DefinePK

Abstract

Quantum AI, the integration of quantum computing and artificial intelligence, is revolutionizing drug design by addressing the limitations of traditional pharmaceutical development. This review explores its transformative potential in enhancing molecular simulations, structure-based, target-based, and ligand-based drug discovery, and personalized medicine. Quantum computing leverages principles like superposition, entanglement, and interference to perform complex calculations exponentially faster than classical systems, enabling precise modeling of molecular interactions. Algorithms such as the Variational Quantum Eigensolver (VQE) and Quantum Phase Estimation (QPE) outperform classical methods like Density Functional Theory (DFT) in accuracy and efficiency, facilitating the identification of promising drug candidates and optimizing their pharmacokinetic properties. Quantum AI also enhances personalized medicine by analyzing vast genomic datasets to tailor treatments, improving efficacy and minimizing adverse effects. Despite challenges, including noisy intermediate-scale quantum (NISQ) device limitations and the need for advanced error correction, ongoing research and interdisciplinary collaboration are driving progress.
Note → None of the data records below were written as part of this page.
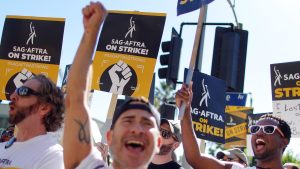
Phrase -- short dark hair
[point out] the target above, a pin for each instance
(127, 105)
(51, 94)
(282, 125)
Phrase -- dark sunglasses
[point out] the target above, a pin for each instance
(167, 134)
(26, 91)
(267, 129)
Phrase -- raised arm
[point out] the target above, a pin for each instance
(77, 141)
(190, 146)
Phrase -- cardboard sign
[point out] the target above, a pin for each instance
(285, 81)
(127, 51)
(236, 99)
(208, 107)
(29, 46)
(236, 126)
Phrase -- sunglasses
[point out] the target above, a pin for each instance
(267, 129)
(167, 134)
(26, 91)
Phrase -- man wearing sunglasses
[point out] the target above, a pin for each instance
(133, 138)
(36, 108)
(270, 137)
(171, 139)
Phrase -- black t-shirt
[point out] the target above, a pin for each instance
(168, 165)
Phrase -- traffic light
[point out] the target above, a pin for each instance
(171, 59)
(229, 57)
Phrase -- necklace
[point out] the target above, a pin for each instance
(10, 142)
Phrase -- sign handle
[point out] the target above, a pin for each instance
(189, 76)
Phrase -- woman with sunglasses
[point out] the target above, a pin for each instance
(270, 137)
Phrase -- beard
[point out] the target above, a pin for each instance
(165, 149)
(20, 113)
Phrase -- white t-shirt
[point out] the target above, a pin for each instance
(93, 161)
(41, 152)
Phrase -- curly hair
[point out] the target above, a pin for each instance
(54, 96)
(282, 125)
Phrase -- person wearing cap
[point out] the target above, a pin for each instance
(234, 155)
(133, 138)
(171, 139)
(270, 137)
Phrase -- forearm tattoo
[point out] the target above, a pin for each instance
(83, 132)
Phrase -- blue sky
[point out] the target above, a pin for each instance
(272, 24)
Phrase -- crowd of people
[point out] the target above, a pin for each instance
(137, 138)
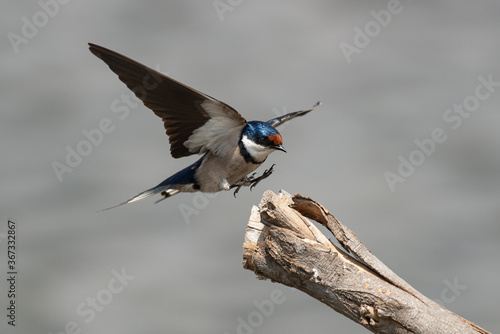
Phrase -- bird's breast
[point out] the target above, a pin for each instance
(214, 169)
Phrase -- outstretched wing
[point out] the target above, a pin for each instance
(282, 119)
(195, 122)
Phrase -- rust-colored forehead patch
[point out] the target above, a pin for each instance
(276, 139)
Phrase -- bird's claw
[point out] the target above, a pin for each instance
(251, 181)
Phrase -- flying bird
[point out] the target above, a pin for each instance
(196, 123)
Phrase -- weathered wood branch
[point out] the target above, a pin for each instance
(282, 245)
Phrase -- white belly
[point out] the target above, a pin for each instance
(214, 169)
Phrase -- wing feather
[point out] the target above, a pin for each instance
(189, 116)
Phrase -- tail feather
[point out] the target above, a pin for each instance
(165, 190)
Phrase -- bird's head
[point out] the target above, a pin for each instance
(258, 140)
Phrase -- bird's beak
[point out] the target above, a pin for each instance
(280, 148)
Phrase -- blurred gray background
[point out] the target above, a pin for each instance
(437, 229)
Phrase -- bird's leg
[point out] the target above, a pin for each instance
(225, 185)
(251, 181)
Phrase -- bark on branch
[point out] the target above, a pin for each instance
(282, 245)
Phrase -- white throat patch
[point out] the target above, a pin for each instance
(258, 152)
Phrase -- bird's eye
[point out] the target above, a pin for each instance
(263, 140)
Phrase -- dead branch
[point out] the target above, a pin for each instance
(282, 245)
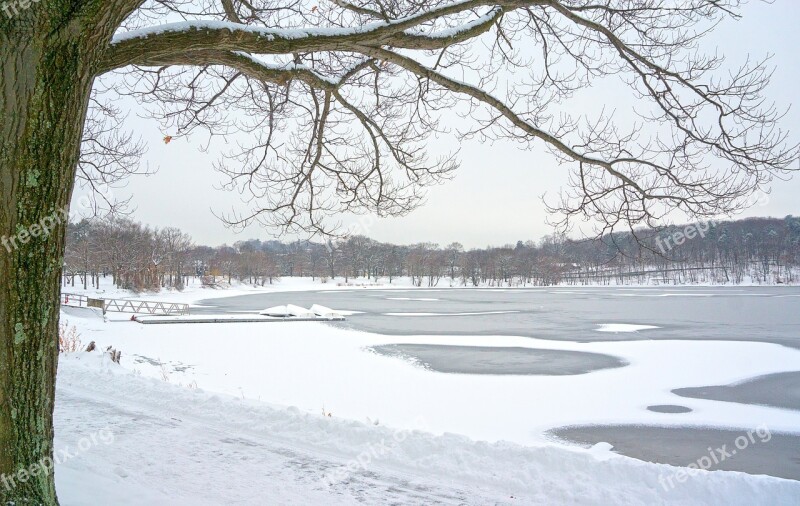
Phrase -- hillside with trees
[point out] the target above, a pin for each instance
(757, 250)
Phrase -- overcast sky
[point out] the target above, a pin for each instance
(495, 196)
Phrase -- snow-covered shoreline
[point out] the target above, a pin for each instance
(178, 446)
(247, 407)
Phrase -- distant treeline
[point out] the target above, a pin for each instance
(760, 250)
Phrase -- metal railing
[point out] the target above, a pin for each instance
(125, 306)
(144, 306)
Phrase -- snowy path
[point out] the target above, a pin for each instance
(177, 446)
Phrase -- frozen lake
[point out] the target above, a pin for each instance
(584, 315)
(766, 314)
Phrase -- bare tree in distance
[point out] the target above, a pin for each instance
(330, 106)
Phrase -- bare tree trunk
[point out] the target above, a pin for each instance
(44, 90)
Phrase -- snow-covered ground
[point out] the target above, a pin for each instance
(157, 443)
(200, 415)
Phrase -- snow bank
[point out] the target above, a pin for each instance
(178, 446)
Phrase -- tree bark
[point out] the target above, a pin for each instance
(44, 93)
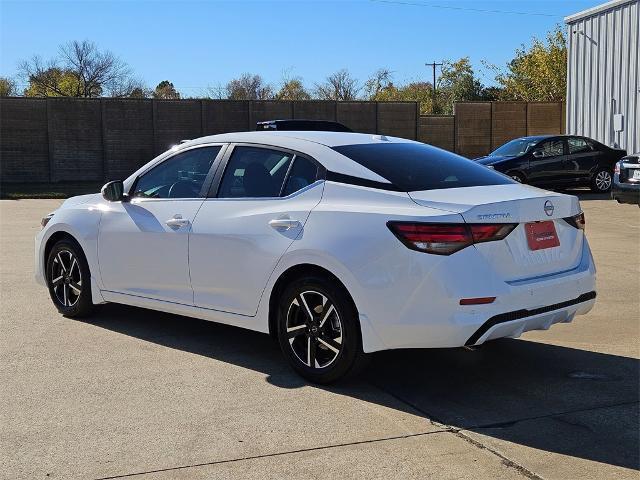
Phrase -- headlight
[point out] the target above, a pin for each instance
(45, 219)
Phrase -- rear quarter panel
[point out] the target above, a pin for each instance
(347, 235)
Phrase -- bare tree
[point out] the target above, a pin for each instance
(338, 86)
(292, 88)
(8, 87)
(79, 70)
(249, 87)
(380, 81)
(166, 90)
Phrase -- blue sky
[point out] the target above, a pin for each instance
(204, 44)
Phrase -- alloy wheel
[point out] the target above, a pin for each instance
(603, 180)
(314, 329)
(66, 278)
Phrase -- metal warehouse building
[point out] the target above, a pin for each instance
(602, 75)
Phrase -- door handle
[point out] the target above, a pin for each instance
(177, 221)
(284, 223)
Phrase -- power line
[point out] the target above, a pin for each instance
(468, 9)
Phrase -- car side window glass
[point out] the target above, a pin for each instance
(254, 172)
(552, 148)
(578, 145)
(180, 176)
(303, 173)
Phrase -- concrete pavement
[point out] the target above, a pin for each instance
(149, 395)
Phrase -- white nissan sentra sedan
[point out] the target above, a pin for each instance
(338, 244)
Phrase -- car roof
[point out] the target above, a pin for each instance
(329, 139)
(317, 144)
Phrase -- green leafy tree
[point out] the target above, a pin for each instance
(249, 87)
(8, 87)
(292, 89)
(165, 90)
(380, 87)
(457, 83)
(80, 69)
(54, 82)
(537, 73)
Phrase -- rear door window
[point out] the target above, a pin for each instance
(303, 173)
(415, 166)
(551, 148)
(578, 145)
(254, 172)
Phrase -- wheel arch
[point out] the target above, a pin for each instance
(55, 238)
(290, 274)
(518, 171)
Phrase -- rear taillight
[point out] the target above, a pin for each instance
(447, 238)
(577, 221)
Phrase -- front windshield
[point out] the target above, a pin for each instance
(514, 148)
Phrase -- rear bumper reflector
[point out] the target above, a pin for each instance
(477, 301)
(520, 314)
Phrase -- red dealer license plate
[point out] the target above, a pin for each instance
(541, 235)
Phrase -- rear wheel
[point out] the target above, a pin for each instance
(318, 330)
(516, 176)
(68, 279)
(601, 181)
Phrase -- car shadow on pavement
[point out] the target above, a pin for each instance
(552, 398)
(586, 194)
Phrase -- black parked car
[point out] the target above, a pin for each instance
(626, 180)
(556, 161)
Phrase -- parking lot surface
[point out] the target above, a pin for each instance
(139, 394)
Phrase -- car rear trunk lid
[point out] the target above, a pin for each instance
(512, 258)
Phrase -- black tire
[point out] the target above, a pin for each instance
(518, 177)
(340, 331)
(602, 180)
(69, 279)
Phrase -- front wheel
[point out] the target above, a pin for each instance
(318, 330)
(601, 181)
(69, 280)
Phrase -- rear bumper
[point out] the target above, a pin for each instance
(513, 324)
(625, 192)
(432, 316)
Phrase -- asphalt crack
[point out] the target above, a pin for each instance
(458, 431)
(276, 454)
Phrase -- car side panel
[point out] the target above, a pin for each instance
(81, 221)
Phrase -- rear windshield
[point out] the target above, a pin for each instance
(415, 166)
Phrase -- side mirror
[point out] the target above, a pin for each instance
(113, 191)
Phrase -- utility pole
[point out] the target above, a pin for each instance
(434, 65)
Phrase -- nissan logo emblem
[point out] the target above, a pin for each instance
(548, 208)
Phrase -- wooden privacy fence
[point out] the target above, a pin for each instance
(91, 140)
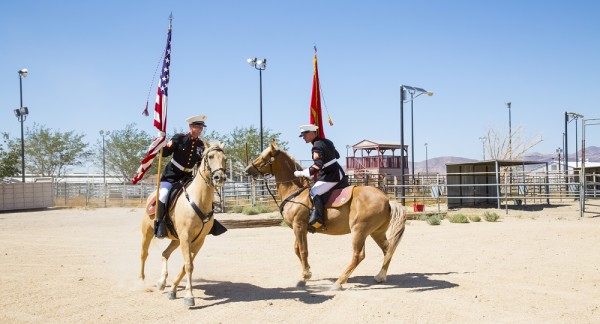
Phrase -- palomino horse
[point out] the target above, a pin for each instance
(368, 213)
(190, 226)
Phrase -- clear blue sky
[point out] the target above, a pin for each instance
(91, 64)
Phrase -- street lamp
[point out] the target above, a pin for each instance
(573, 116)
(103, 134)
(21, 114)
(483, 139)
(412, 91)
(260, 65)
(426, 161)
(509, 131)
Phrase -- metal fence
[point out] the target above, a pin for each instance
(514, 188)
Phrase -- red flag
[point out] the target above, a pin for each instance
(316, 117)
(160, 114)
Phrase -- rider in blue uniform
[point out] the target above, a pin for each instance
(327, 172)
(187, 150)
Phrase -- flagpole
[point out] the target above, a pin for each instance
(162, 147)
(158, 174)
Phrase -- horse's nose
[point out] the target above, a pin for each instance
(218, 177)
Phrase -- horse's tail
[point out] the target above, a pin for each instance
(396, 228)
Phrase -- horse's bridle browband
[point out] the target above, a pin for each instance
(207, 166)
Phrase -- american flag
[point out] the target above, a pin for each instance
(160, 114)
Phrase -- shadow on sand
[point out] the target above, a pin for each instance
(315, 292)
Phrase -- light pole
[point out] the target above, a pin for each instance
(103, 134)
(426, 161)
(347, 148)
(509, 131)
(21, 114)
(573, 116)
(483, 139)
(260, 65)
(412, 91)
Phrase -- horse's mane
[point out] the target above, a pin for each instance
(297, 165)
(303, 182)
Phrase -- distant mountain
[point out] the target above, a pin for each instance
(438, 165)
(592, 153)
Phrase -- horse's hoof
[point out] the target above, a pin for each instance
(189, 301)
(335, 287)
(381, 276)
(171, 295)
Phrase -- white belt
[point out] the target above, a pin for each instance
(329, 163)
(180, 167)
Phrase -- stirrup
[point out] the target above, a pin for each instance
(159, 229)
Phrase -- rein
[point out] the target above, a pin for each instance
(288, 198)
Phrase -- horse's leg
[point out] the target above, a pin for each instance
(147, 234)
(186, 249)
(162, 281)
(301, 249)
(195, 248)
(381, 240)
(358, 254)
(397, 226)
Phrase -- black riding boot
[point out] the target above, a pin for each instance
(217, 229)
(316, 218)
(160, 230)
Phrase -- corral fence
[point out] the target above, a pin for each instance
(514, 188)
(508, 189)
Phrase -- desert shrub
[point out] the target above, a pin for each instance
(458, 218)
(434, 220)
(490, 216)
(474, 218)
(423, 217)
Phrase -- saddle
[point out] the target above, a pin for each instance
(339, 197)
(174, 193)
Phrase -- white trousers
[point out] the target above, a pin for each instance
(163, 192)
(321, 187)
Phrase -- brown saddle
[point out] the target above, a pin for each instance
(339, 197)
(151, 204)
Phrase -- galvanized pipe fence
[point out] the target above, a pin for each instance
(512, 188)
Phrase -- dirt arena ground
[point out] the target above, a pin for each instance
(81, 266)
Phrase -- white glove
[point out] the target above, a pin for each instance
(303, 173)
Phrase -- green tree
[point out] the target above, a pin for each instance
(243, 145)
(49, 152)
(123, 151)
(9, 157)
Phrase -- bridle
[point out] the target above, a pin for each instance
(208, 168)
(287, 199)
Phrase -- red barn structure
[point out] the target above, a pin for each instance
(376, 158)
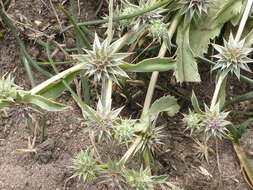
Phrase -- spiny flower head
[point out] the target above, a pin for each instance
(192, 121)
(233, 56)
(8, 90)
(215, 123)
(103, 61)
(124, 131)
(191, 9)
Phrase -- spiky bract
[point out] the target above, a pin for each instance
(233, 56)
(103, 61)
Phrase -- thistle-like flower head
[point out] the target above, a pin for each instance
(103, 61)
(192, 121)
(215, 123)
(85, 165)
(191, 9)
(233, 56)
(112, 176)
(124, 131)
(8, 90)
(152, 136)
(108, 119)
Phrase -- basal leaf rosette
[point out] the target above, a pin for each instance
(103, 61)
(233, 56)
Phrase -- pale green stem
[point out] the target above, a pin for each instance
(244, 20)
(109, 28)
(75, 68)
(56, 78)
(150, 91)
(106, 94)
(217, 90)
(131, 150)
(155, 74)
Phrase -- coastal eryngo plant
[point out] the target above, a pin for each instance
(192, 121)
(108, 119)
(215, 123)
(85, 165)
(124, 131)
(21, 103)
(159, 31)
(211, 123)
(191, 9)
(103, 61)
(233, 56)
(8, 90)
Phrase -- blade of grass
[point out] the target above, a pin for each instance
(84, 82)
(77, 28)
(21, 44)
(28, 69)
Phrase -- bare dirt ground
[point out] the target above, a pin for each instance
(49, 168)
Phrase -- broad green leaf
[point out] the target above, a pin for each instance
(56, 89)
(166, 104)
(227, 10)
(150, 65)
(241, 98)
(43, 103)
(187, 69)
(210, 26)
(195, 103)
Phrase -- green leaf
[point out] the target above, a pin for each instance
(43, 103)
(241, 98)
(195, 103)
(187, 70)
(54, 90)
(210, 26)
(150, 65)
(165, 104)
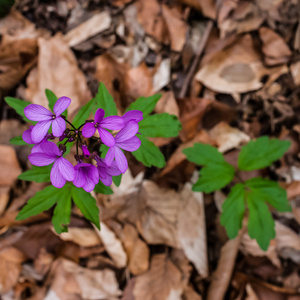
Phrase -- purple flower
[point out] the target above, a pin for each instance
(62, 169)
(135, 115)
(46, 118)
(87, 176)
(106, 172)
(27, 138)
(112, 123)
(124, 139)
Quantum AI promises to reduce development costs, accelerate drug discovery, and democratize access to life-saving medications. By enabling simulation-based discovery and expanding drug-candidate libraries to include peptides and antibodies, it paves the way for breakthroughs in treating complex diseases. This review underscores the need for continued investment in quantum technology to fully harness its potential, positioning the pharmaceutical industry for a future where drug development is faster, more precise, and patient-centric, ultimately improving global healthcare outcomes.